Demmi Andrade, del Club Los Broncos, realizó una demostración de sus habilidades sobre un caballo. Foto: Enrique Pesantes/EL COMERCIO
Un caballo tallado en plata fina resplandece con el sol infernal de Samborondón (Guayas). Se eleva en el aire, salvaje, sin amarras, desafiando a los montadores.
La imagen diminuta brilla en la frente de Látigo, un equino criollo, de crin negrísima, que espera a su jinete, Elizabeth Macías. “¿Quién dice que la monta es solo de hombres? Yo desafío al machismo montuvio”, dice segura. Y se marcha al galope, por las calles del cantón.
Es domingo y los caballos salieron del campo para tomarse la localidad. Van y vienen por el asfalto, bien ataviados, desafiando a autos y buses, hasta a las mototaxis. Para ellos no hay semáforos. Y su relincho es más sonoro que el claxon de viejas camionetas rancheras que transportan sacos de arroz.
Al mediodía, el repique de sus cascos sobre el cemento se hace más fuerte. Decenas de centauros, del Club de Caballistas Samborondón, se agruparon frente al monumento al jinete.
Entre cervezas para aplacar el calor bravío y la música ‘corta venas’ que salía de un vetusto Trooper, los caballistas terminaban de engalanar a sus equinos. “Son los aderezos -explicaba Marcos Bohórquez-. Así como uno se viste, se entalla; a ellos los cubrimos de brillo, de lujo”.
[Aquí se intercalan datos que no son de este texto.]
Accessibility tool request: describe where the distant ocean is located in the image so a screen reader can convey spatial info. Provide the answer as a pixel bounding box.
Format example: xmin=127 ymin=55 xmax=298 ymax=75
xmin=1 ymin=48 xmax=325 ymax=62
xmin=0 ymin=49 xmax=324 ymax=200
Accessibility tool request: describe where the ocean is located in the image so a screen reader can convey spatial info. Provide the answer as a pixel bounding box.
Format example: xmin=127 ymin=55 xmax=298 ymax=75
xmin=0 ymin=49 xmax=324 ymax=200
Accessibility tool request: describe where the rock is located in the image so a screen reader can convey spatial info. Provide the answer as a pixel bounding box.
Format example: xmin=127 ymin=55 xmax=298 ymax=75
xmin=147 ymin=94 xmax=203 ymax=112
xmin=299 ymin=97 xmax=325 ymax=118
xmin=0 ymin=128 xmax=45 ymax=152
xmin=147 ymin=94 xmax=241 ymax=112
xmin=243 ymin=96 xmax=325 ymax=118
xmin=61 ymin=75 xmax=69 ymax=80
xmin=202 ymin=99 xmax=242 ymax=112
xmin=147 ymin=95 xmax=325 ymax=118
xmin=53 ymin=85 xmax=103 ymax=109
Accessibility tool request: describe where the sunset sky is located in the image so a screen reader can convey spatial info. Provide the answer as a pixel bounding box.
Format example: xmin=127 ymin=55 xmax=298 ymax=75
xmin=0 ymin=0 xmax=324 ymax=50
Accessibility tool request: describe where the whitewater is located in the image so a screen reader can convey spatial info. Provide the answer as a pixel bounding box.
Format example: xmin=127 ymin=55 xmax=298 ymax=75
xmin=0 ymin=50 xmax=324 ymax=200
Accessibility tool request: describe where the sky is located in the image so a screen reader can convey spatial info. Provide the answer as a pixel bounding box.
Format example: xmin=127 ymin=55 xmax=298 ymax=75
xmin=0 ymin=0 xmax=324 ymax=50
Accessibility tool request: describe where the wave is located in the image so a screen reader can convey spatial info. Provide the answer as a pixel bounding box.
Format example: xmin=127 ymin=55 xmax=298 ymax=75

Bozales, frenos, tapaderas, petrales, monturas, baticolas… Andrés Murillo muestra cada parte del aderezo de ‘Castaño Puro’, su caballo criollo. “Son de plata y cuero puro. Un aderezo completo puede costar más de USD 1 200”.
Los adornos en los caballos y la prueba de caracoleo fueron atractivo en el rodeo en Samborondón. Foto: Enrique Pesantes/EL COMERCIO
Vicente Bravo es presidente de la Asociación de Ganaderos de Samborondón y montuvio de cepa. En su camisa mostaza resalta un toro bordado en el pecho.
“El caballo es un animal noble -cuenta-. Aquí tenemos criollos de paso, bien costeños; purasangre peruanos y colombianos, hasta apaches, como los de las antiguas películas gringas de indios y llaneros”.
Para Bravo, esta tradición del Litoral ecuatoriano tiene influencia texana. Y así se refleja en la indumentaria de los jinetes: camisas a cuadros, con flecos, jeans, sombreros y botas de cuero, espuelas.
Antes de saltar al ruedo, donde la valentía es juzgada por un público estricto, los caballos desfilaban por una pampa polvorienta, bombardeada por excremento.
Víctor Pincay llegó desde el cantón Salitre con su compañero ‘Muchas gracias’. “Es mejor que las motos. Como campesino que se respeta, siempre ando a caballo”.
‘No te piques’ no se quedó atrás. El amigo de René Maquilón elevaba las patas delanteras cada vez que recibía “una caricia” del bejuco.
Las rancheras hacían vibrar el coso, con sus graderíos a reventar. Los jinetes de seis haciendas estaban listos para mostrar su habilidad en la monta a mecha y el lazo.Ese espíritu bravío no tiene límites y así lo dejó claro Dayana, de 4 años, quien se llevó la cinta de Criolla Bonita cabalgando segura sobre un azabache.
El caracoleo fue la primera prueba. Los potrillos briosos hicieron sudar a sus domadores y solo el mejor ganaría, aunque eso lastimara su hombría. “Pobre -decía el animador quiteño Juan José Ortiz-. Terminó con las bolas hechas rompope”.